O asfaltamento da BR-317, entre Brasiléia e Assis Brasil, inaugurada há pouco mais de um ano, foi um passo marcante para conseguir realizar o sonho de levar a produção acreana até os portos do Pacífico, o que pode ser a redenção da economia promovendo o desenvolvimento regional. Esse é apenas um lado da moeda - o outro é o fato de que com a estrada também virão produtos e serviços de outros Estados com maior poder econômico e tecnológico que poderão dominar rapidamente a economia e os meios de produção existentes na faixa da estrada relegando a população da região a uma exclusão social em sua própria terra.

Essa realidade está sendo encarada de frente pelos integrantes da Região MAP (Estados de Madre de Dios, Acre e Pando) no Peru, Brasil e Bolívia respectivamente, aos quais sofrerão maior impacto da abertura dessa estrada.

Por isso, a Conferência de Imprensa do MAP-V realizada em Puerto Maldonado, na última quinta e sexta-feira que definiu a educação como prioridade no processo de integração da região MAP marca um avanço no sentido de garantir não apenas o desenvolvimento econômico para os acreanos e demais moradores da região MAP, mas e, sobretudo garantir a sustentabilidade desse sistema de maneira a que essas pessoas venham a ser beneficiadas nesse processo participando ativamente deles e não para tornar-se vítimas dele.

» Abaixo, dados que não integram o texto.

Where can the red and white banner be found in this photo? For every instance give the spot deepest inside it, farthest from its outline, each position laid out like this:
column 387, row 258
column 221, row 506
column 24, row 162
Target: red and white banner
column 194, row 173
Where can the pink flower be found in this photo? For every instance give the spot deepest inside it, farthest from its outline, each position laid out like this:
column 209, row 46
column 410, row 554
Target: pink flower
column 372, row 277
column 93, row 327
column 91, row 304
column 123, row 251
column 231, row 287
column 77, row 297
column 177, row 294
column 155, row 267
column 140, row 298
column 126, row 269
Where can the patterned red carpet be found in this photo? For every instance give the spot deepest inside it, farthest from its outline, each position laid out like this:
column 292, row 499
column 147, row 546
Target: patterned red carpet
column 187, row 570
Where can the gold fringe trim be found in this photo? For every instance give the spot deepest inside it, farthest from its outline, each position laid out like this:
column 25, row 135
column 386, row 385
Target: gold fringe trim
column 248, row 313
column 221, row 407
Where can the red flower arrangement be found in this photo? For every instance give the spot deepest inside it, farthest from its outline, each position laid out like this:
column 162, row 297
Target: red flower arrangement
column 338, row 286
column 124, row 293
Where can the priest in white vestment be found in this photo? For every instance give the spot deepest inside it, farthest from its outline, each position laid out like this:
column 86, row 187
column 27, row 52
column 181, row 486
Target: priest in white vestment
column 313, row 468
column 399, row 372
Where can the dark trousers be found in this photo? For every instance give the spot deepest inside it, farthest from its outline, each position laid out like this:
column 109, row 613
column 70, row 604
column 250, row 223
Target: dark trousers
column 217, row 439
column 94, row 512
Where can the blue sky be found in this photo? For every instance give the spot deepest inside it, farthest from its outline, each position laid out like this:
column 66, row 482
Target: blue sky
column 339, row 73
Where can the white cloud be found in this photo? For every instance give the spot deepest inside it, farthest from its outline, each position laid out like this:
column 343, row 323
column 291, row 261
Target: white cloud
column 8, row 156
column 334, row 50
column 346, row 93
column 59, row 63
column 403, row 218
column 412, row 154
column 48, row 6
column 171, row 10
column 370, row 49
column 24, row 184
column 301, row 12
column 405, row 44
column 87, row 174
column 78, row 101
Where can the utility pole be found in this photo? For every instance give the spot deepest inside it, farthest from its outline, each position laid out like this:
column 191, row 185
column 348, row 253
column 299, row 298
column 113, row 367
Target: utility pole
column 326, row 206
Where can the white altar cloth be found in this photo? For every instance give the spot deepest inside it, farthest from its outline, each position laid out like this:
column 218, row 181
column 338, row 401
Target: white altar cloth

"Na prática, o que pesquisadores, representantes de governos e ONGs têm como compreensão geral é de que se não houver uma união de toda essa região para garantir num curtíssimo espaço de tempo os treinamentos e qualificações necessárias para que as pessoas e empresas regionais se preparem para essas mudanças que estão por ocorrer mais rapidamente do que muita gente espera, as conseqüências para a comunidade serão trágicas. Por isso educar e preparar as pessoas é a chave essencial de todo esse processo e, para isso precisamos da participação ativa não apenas dos governos estaduais e municipais desses três estados, mas e sobretudo, da própria comunidade organizada", esclareceu Elza Mendoza, que é a coordenadora da mesa de Desenvolvimento Econômico do MAP.

Cultura é fundamental

Augusto Eduardo Zavala, o alcalde (prefeito) de Tambopata, foi enfático: "Nesse momento em que discutimos a abertura desta estrada e os muitos pontos positivos e negativos do impacto que irá causar, fica claro que o mais importante é nos organizarmos, nos unirmos e trabalharmos juntos para construir uma cultura de integração baseada no desenvolvimento sustentável e na justiça social. As pessoas precisam estar conscientes para fazer bom uso dos recursos dessa natureza maravilhosa que Deus nos deu. E para conseguir tudo isso precisamos da educação como instrumento de construção dessa cultura, que é fundamental para o desenvolvimento regional que tanto desejamos".

Novos caminhos

Para o prefeito de Xapuri, Júlio Barbosa, a região MAP vive uma fase crucial. "Com certeza este é o momento de encontrarmos caminhos para a política regional a fim de aproveitar os benefícios que virão com a abertura da estrada para o Pacífico, como também para minimizar seus efeitos negativos. Ela abrirá mercado para nosso produtos florestais e nos ajudará a desenvolver o que é hoje uma das indústrias que mais cresce no mundo, o Ecoturismo. Este é o momento propício para nos prepararmos para tudo isso".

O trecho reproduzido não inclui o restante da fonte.